Democratic Party presidential candidate Hillary Clinton proved herself better than rival Donald Trump on Monday’s highly-anticipated US presidential debate—bringing the dollar up, and gold futures lower.
Pre-debate hours had gold up by 0.18%. On Tuesday, however, December delivery on the Comex division of the New York Mercantile Exchange, futures of the yellow metal had fallen 0.61% to $1,336.15 a troy ounce, or $7.60.
The dollar had initially risen higher with Clinton’s victory, recovering the loss coming from the Federal Reserve’s policy decision last Wednesday. It is currently at 95.38, up by 0.19%.
Clinton Wins Round One
While a Trump presidency and a debate victory last night could have a so-called protectionist dollar boost, the greenback was still buoyed by Clinton’s win. Market sentiment seemingly improved on the Democratic nominee’s victory in the first of three debates against the Republican’s.
Online betting companies shortened the prospects on a Clinton victory in the wake of Monday evening debate, making her as the favorite among the described companies.
It is only a matter of six weeks before the November 8 US presidential election, and the market has set its focus on American politics—which is why the tightening race between Clinton and Trump is becoming more and more essential on the movement of the dollar. Recent polls have revealed that Clinton’s previous lead is no longer as comfortable as it once have been. Trump support is clearly narrowing the race sharply.
Traders are mostly expecting Clinton to win the presidency, and investors are extremely concerned of a Trump regime for the latter’s populist, unexpected style.
The next presidential debate is set on October 9, and the last round is scheduled on October 19.
Gold has been in the green for the past days after the Fed held off on hiking rates and slashed the number of rate increases it forecasts in 2017. The US central bank has policy meetings set in early November and mid-December and economists are deeming that Fed officials would evade a hike in November due to the meeting falling just days ahead of the US presidential election.
Investors will be looking ahead to comments for further hints on the timing of the next rate hike from Fed Vice Chair Stanley Fischer, due to speak at 15:15GMT at the Howard University Economic Convocation, in Washington DC.
Besides Fischer's speech, traders will focus on U.S. consumer confidence data for September, S&P/Case-Shiller home price data and a preliminary report on service sector activity afterwards. All events will have an impact on the currency, and thus on metals.
Gold, currently priced at $1,336.15 a troy ounce, will likely fall off the six-day rally due to the fundamentals surrounding it. On a daily view of the chart, the candle has dipped through the support level of 1,333.23.
Indicated on the chart as well are the rally streaks of the metal—mostly by Brexit fears, US data, and Fed dovish views on rate hikes, and recently, the absence of rate hikes in September and one less rate hike forecast from the central bank. July 06 marked a 28-month high for the yellow metal as Brexit fears ensued, thus pushing demand for safe-haven assets such as the bullion.

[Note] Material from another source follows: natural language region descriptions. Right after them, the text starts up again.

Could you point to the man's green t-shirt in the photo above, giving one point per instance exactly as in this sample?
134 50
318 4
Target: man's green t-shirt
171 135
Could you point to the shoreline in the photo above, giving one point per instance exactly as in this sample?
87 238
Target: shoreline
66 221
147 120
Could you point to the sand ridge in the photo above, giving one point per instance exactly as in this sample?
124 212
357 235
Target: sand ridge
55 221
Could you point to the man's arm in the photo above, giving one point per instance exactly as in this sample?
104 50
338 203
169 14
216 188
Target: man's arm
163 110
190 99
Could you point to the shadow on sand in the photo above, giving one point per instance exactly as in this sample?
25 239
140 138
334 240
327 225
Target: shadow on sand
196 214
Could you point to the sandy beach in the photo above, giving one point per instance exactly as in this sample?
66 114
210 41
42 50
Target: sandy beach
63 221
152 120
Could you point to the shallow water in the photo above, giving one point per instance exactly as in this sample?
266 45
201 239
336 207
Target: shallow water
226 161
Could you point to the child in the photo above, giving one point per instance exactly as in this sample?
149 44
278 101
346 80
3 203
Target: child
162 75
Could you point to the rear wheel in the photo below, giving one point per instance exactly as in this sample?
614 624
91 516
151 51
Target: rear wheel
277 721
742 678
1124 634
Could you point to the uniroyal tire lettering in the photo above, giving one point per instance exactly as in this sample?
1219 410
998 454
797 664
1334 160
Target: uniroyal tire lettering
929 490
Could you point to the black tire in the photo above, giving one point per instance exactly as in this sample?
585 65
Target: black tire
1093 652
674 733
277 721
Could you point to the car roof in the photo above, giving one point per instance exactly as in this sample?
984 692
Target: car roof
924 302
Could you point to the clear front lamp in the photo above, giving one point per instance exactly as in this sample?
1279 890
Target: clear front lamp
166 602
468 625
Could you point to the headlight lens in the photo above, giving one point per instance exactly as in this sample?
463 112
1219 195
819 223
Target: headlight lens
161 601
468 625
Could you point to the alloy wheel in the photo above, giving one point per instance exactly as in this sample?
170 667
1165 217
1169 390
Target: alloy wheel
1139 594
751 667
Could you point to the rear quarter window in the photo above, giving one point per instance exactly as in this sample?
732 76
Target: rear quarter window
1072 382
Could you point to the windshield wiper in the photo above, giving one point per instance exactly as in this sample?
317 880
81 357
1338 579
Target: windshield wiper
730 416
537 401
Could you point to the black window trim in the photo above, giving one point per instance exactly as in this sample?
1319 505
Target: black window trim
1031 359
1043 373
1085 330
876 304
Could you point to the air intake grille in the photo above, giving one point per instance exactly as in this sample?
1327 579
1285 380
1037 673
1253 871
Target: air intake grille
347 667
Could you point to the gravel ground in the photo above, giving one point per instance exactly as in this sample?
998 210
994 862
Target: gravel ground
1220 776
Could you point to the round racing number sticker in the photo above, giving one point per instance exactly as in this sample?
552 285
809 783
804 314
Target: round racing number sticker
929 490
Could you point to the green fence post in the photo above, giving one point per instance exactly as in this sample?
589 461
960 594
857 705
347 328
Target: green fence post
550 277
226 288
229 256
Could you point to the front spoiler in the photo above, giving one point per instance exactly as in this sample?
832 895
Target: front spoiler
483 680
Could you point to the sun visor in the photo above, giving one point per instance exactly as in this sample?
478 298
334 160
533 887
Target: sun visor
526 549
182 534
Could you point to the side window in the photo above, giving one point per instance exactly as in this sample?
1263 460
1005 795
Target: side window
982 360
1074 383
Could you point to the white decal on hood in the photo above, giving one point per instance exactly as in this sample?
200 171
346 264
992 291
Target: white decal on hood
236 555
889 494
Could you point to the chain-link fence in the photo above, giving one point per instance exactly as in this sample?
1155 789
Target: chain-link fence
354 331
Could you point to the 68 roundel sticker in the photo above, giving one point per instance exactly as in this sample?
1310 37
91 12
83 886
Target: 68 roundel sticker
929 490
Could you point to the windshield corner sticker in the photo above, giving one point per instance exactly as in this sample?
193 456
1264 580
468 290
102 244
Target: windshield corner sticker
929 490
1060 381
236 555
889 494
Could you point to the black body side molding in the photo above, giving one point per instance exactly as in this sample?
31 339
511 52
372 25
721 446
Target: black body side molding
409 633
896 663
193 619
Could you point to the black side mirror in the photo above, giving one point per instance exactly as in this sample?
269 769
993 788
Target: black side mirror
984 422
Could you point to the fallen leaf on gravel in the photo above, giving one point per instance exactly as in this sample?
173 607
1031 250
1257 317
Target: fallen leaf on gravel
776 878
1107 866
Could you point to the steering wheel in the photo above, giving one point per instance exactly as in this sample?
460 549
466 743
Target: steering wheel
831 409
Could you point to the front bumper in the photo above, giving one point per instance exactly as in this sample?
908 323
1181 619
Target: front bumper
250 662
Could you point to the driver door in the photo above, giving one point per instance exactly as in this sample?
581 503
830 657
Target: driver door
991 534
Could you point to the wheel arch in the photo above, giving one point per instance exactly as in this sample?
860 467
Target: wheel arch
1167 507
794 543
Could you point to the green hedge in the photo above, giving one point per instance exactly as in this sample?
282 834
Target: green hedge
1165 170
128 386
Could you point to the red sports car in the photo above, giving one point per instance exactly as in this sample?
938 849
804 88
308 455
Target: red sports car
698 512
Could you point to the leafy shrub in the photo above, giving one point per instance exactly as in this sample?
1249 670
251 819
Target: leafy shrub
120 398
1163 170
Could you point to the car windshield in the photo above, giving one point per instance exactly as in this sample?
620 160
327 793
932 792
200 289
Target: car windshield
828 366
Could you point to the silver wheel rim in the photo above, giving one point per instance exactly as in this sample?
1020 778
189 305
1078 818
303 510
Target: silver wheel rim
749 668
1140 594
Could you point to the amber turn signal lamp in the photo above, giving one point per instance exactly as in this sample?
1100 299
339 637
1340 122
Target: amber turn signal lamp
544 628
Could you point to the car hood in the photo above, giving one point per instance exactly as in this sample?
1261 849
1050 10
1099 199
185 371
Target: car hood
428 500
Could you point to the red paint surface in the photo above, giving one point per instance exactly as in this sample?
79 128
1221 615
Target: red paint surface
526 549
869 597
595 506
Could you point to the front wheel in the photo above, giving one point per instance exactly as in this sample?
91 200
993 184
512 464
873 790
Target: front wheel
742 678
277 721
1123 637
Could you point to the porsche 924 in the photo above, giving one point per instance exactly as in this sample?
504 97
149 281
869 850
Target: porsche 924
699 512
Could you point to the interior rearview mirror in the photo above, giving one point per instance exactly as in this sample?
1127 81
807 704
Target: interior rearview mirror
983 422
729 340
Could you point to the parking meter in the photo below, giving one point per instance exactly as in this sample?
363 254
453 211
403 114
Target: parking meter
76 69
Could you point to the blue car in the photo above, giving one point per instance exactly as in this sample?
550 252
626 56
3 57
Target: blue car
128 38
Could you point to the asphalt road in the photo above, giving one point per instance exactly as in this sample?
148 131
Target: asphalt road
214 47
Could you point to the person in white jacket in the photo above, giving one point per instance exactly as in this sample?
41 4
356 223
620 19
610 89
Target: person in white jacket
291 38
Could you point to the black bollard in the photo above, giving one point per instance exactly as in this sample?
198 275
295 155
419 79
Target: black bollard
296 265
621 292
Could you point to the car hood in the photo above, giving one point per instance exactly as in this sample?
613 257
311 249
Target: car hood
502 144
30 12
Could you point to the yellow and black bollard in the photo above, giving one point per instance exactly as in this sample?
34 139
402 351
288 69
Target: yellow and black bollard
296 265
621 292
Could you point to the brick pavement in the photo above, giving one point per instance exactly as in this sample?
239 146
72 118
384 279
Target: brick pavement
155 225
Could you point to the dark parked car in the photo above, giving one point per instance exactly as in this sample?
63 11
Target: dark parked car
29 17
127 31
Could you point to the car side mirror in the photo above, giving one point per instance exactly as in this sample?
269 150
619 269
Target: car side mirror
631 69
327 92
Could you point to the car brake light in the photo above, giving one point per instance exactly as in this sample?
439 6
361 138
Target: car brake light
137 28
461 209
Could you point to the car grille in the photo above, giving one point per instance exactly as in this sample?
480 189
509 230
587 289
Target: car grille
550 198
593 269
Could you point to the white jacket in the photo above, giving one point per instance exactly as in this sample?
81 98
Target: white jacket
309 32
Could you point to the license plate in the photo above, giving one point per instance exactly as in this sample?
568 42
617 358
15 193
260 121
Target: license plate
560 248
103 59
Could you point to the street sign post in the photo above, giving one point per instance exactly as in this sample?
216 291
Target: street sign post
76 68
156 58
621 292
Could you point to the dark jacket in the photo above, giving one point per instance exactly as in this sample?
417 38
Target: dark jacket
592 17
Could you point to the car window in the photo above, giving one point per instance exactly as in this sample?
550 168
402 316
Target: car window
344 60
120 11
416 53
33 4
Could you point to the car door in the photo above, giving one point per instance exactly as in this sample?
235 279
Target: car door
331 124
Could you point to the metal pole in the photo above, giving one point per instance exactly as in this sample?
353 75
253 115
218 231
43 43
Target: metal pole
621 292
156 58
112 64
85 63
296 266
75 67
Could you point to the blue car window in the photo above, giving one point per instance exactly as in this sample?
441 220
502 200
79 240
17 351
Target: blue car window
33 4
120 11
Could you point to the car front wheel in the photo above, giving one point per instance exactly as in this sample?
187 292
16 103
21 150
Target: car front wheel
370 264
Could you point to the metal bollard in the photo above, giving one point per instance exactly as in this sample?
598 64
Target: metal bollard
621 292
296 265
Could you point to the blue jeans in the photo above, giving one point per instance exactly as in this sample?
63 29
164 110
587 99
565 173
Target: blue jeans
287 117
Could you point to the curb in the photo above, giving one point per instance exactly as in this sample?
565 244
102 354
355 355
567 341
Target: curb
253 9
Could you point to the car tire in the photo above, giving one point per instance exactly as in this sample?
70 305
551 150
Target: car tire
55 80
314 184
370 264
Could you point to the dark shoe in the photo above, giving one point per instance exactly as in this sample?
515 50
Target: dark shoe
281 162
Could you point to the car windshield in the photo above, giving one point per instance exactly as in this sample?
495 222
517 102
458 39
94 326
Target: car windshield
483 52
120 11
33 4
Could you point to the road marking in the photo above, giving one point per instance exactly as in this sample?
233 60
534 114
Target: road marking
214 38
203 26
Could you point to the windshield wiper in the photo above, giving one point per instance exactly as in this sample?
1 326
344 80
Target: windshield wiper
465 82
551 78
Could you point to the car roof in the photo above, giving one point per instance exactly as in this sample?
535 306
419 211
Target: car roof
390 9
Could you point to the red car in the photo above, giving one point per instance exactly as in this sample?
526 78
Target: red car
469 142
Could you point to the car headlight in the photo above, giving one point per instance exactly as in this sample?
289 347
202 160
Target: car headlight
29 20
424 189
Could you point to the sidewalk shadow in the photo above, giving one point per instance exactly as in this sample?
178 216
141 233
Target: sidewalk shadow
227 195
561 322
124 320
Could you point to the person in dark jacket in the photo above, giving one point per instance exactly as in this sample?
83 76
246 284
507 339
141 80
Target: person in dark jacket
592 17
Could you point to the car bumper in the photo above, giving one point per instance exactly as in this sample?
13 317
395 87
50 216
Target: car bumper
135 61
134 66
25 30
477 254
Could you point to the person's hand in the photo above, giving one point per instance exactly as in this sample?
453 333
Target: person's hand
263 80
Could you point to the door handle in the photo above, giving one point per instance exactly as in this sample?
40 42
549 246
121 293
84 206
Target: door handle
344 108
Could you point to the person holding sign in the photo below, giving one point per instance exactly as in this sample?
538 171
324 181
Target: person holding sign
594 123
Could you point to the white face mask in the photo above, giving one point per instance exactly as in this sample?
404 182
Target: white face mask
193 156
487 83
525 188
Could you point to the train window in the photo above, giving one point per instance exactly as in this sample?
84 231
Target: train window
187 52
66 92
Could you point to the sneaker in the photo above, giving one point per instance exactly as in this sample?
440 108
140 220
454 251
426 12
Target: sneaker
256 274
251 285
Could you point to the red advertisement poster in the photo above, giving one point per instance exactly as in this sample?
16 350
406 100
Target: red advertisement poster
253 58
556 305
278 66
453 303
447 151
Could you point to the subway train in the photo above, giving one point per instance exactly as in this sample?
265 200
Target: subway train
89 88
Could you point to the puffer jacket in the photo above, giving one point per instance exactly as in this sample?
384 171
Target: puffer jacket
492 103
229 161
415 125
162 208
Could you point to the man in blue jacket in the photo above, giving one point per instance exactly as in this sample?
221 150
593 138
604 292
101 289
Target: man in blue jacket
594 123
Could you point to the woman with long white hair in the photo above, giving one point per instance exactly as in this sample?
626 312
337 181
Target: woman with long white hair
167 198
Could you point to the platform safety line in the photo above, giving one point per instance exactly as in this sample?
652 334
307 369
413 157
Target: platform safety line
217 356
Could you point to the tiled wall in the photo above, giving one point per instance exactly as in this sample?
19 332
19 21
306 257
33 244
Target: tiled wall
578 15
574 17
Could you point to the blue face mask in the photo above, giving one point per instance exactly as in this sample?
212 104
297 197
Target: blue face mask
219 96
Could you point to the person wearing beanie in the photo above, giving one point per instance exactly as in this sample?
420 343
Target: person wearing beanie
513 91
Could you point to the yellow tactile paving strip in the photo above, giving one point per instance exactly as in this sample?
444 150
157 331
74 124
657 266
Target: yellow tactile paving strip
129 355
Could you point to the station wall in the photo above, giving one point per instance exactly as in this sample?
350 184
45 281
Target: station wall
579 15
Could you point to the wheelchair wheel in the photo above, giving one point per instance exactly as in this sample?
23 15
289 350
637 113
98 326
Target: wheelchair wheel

Still, despite the bearish candle today, the dollar’s gains may not last and therefore a bullish trend remains strong for gold. From an investment point of view, the volatility in the capital markets is expected to increase sharply as the political uncertainty surrounding the US election intensifies; it would appear that neither Clinton nor Trump will be able to launch a commanding lead in the current tight race to the White House and therefore the outcome will be challenging to handicap.
The presidential election is, as said earlier, becoming quite the market driver now that is nearing and investors are worrying on a possible Trump presidency. The post-debate analysis hardly ended and risk aversion returned to the markets as USD/JPY surrendered most of its gains, trading at 100.35 vs. 100.98 a few hours earlier. The pair remains under heavy selling pressure as US yields continue to withdraw from the near-term peaks and the shorts still watch the 100.00 barrier as prime stop hunting territory.